The black man was a terrifying size, tall and broad, and on his cheek a zigzag scar ran down to his neck. Next to him stood a colored guy, short and painfully thin, with the finely chiseled features of a male model.

“Orlando sent us. I’m Tiny Mpayipheli. This is Billy September. The weapons are in the car,” said the black man, and he gestured with his thumb over his shoulder to a new Mercedes-Benz ML 320 at the front door.

“Come in,” said Van Heerden. They walked to the living room.

“Lord save us,” said Carolina de Jager when she saw Mpayipheli.

“And protect us,” said the big man, and he smiled, showing a perfect set of teeth. “Why don’t they write hymns like that anymore?”

“You know the old hymn book?” Carolina asked.

“My father was a missionary, ma’am.”

“Oh.”

Van Heerden introduced everyone.

“You’ll have to share the spare bedroom,” said Joan van Heerden. “But I don’t know if the bed is going to be long enough for you.”

“I brought my own bedding, thank you,” said Mpayipheli in a voice like a bass cello. “And we’ll sleep in shifts. I just want to know whether there’s an M-Net channel here.”

“M-Net?” said Van Heerden blankly.

“Tiny is a weird Xhosa,” said Billy September. “Likes rugby more than soccer. And on Saturday it’s the Sharks against Western Province.”

Joan van Heerden laughed. “I’ve got M-Net because I don’t miss my soaps.”

“We’ve died and gone to heaven,” said September. “I’m a Bold and the Beautiful fan myself.”

“Do you want to look at the weapons now?”

Van Heerden nodded and they walked to the car outside. September opened the trunk.

“Are you the weapons expert?” Hope asked the small guy.

“No, Tiny is.”

“And what’s your…speciality?” asked Van Heerden.

“Unarmed combat.”

“You’re not serious.”

“He is,” said Mpayipheli, and he lifted a blanket from the trunk of the Mercedes. “I didn’t bring a large assortment. Orlando says it’s window dressing because none of you can shoot.”

“I can,” said Hope.

“You’re not serious,” said September, a perfect echo of Van Heerden’s intonation.

There was a small arsenal under the blanket. “It’ll be better if you take the SW99,” he said to her, and took out a pistol. “Collaborative effort of Smith and Wesson and Walther. Nine millimeter, ten pounds in the magazine, one in the barrel. It’s not loaded. You can take it.”

“It’s too big for me.”

“Is there somewhere we can shoot?”

Van Heerden nodded. “Beyond the trees. It’s the farthest from the stables we can get.”

“You’ll see. It handles easily,” Mpayipheli said to Hope. “Polymer frame. And if you can’t handle it” – he took out another pistol, smaller – “this is the Colt Pony Pocketlight, .38 caliber. Firepower enough.” He turned to Van Heerden. “This is the Heckler and Koch MP-5. Fires from a closed and locked bolt in either automatic or semiautomatic mode.
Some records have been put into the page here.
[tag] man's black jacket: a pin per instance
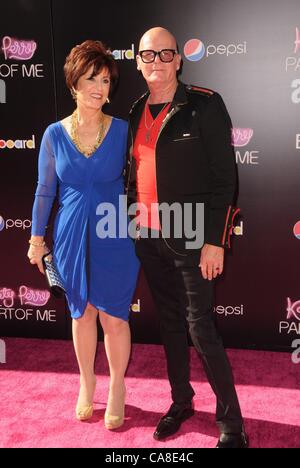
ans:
(195, 161)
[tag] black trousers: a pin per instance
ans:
(184, 300)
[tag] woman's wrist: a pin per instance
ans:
(37, 241)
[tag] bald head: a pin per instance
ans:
(159, 36)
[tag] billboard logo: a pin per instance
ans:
(297, 230)
(128, 54)
(296, 93)
(18, 49)
(296, 353)
(241, 136)
(293, 309)
(239, 229)
(297, 41)
(2, 352)
(194, 50)
(2, 92)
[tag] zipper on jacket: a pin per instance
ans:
(166, 120)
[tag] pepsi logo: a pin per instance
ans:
(194, 50)
(297, 230)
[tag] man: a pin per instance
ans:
(181, 153)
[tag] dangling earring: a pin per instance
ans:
(73, 93)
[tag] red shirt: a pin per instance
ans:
(144, 150)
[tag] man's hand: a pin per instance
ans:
(211, 261)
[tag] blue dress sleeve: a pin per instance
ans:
(46, 188)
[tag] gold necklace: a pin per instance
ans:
(149, 128)
(86, 150)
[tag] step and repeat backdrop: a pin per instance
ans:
(250, 53)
It’s the basic weapon of the FBI’s Hostage Rescue Team and the SWAT units and it’s what you want when you work at close quarters and you’re not a good shot. Can you really not shoot?”

“I can shoot.”

“Without hitting anything,” said September, and giggled.
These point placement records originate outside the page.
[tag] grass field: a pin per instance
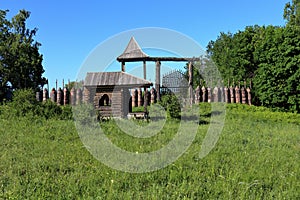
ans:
(257, 157)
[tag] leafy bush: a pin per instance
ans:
(171, 104)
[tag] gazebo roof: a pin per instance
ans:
(121, 79)
(133, 50)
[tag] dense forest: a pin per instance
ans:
(267, 55)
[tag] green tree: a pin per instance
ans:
(292, 13)
(277, 78)
(20, 60)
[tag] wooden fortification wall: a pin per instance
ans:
(139, 96)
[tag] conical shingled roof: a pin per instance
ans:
(132, 51)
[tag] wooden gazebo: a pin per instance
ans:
(133, 53)
(109, 91)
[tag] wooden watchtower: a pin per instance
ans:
(133, 53)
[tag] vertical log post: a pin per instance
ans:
(152, 92)
(145, 101)
(191, 83)
(78, 96)
(226, 96)
(140, 97)
(59, 97)
(157, 79)
(86, 95)
(237, 95)
(133, 98)
(53, 95)
(243, 92)
(73, 97)
(145, 69)
(208, 94)
(232, 96)
(216, 94)
(123, 66)
(204, 93)
(66, 96)
(39, 96)
(45, 95)
(249, 96)
(197, 95)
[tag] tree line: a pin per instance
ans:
(20, 59)
(267, 55)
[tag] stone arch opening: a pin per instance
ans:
(104, 100)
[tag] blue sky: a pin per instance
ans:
(70, 30)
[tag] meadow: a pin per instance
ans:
(256, 157)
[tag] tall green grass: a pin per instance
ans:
(257, 157)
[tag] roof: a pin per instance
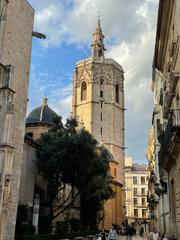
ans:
(43, 114)
(139, 167)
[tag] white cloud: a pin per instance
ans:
(129, 27)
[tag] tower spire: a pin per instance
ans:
(98, 43)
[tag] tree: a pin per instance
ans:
(69, 157)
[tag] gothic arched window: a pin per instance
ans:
(117, 93)
(83, 91)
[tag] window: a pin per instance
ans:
(117, 93)
(135, 191)
(135, 212)
(101, 93)
(2, 21)
(83, 91)
(143, 201)
(135, 202)
(134, 180)
(142, 180)
(143, 213)
(115, 172)
(143, 191)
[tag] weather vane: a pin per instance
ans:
(99, 16)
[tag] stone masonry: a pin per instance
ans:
(98, 103)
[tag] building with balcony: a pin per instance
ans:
(166, 116)
(136, 187)
(16, 26)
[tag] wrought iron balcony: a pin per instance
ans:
(170, 138)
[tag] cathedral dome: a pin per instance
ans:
(43, 114)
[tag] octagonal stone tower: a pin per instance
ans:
(98, 102)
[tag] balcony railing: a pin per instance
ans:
(171, 136)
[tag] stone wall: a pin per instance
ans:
(103, 117)
(29, 172)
“With that mouth I sincerely hope you’re really good at unarmed combat.”

“You want to try me, Van Heerden? Do you want firsthand credentials, so to speak?”

“Zatopek,” said Hope Beneke.

“Come on, Van Heerden, don’t chicken out. Go for it.”

“Billy,” said Mpayipheli.

He measured the small man. “You don’t scare me.”

“Hit me, PI man. Show me what you got.” Mocking, tempting, challenging.

And then Van Heerden hit at him, open-handed, annoyed, and lost his balance, felt himself falling, and then he lay on the gritty gravel of his mother’s drive with Billy September’s knee on his chest and his pointed fingers lightly against his throat. And September said: “Japanese Karate Association, JKA, Fourth Dan. Don’t fuck with me,” and then he laughed and put out his hand to help Van Heerden up.